KM’s narrator refuses abstraction, but she also despises her own solid legs, the German Pension’s solid food, the solid bodies of the Germans and their children, and their bodily functions, which so delight them, especially when they turn them into words.

KM worries about bodies. Her physical condition produces mental symptoms (disgust).

Dora’s neuroses enact physically (Freud says, “somatically”).

A somatic symptom, says Freud, is neuroses’ “escape route into the physical.”

Dora is a physical case.

KM is a mental case.

I am always escaping. I am no more than a suitcase.

VII

FREUD

A regular dream stands, so to speak, on two feet, one of which is the actual and essential cause, while the other touches upon an important event in childhood.

I think of a dream as something like a hotel wardrobe. It has an inside and an outside. It is waiting to be filled. But two feet do not seem enough to support such a massy piece of furniture. A suitcase stands upon two wheels and is, perhaps, a more suitable metaphor.

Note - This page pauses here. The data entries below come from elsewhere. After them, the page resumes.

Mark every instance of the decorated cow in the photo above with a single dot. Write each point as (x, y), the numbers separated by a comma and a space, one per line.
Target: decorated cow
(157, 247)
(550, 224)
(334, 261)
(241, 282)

My suitcase stands in the corner of my hotel room, small and black, square-shouldered as a visiting psychoanalyst.

It clasps its hands behind its back and says tell me about your symptoms.

No, I will tell it about Dora’s dream.

Dora dreamt that her house will burn down. Her mother wanted to save her jewelry; her father became angry and insisted the family must escape without it. In any case, Dora’s father did not like Dora’s mother’s jewelry.

DORA

Mama and Papa had a big row about a piece of jewellery. Mama wanted to wear something particular, drop pearls in her ears. But Papa doesn’t like that kind of thing, so instead of the drop pearls he brought her a bracelet. She was furious, and told him that if he’d spent so much money on a present that she didn’t like then he should give it to someone else.

FREUD

(To Dora)

So far you’ve talked about the jewellery and said nothing about a box.

DORA

(Says nothing about the box)

FREUD

You may not know that “Jewellery box” is a popular expression used to refer to something you recently alluded to when you talked about the handbag, that is, the female genitals.

It never does to explain a joke, but that’s psychoanalysis, I guess.

FREUD

I give both organs and processes their technical names. I call a spade a spade.

There are no spades in my hotel, no evidence of home work, or any other kind of work, only of its results. And indeed Freud did not say, “I call a spade a spade,” as it appears in the English translation of A Fragment, but “j’appelle une chat une chat” (I call a cat a cat).

FREUD

One can talk to girls and women about all kinds of sexual matters without doing them any harm.

Freud denies that mentioning a spade produces the frisson that calls the spade into action.

A spade is made for action but a symptom is the product of inaction, of “an instinctual satisfaction which has remained in abeyance.” It acts, but not like a spade. It is impossible for a spade to act in a hotel.

FREUD

No one can undertake the treatment of a case of hysteria until he is convinced of the impossibility of avoiding the mention of sexual subjects.

Or, as Freud says (again, in French), “You can’t make an omelette without breaking eggs.”

You could break an egg with a spade, but it might not make for a good omelette.

You could make an omelette for a cat, but it might not lay eggs.

Freud calls a symptom a “conversion disorder.” It is true; my house is in disorder. I want something to happen, some kind of conversion. When I return from the hotel I must make myself a better house. I must convert it into what? A home? Would it have helped if I had at least spoken about things differently, if I could, perhaps, have itemized what went into home, described even the things I could not see: the gutter round the roof, the tiles? If I had been able to put home into different sorts of words?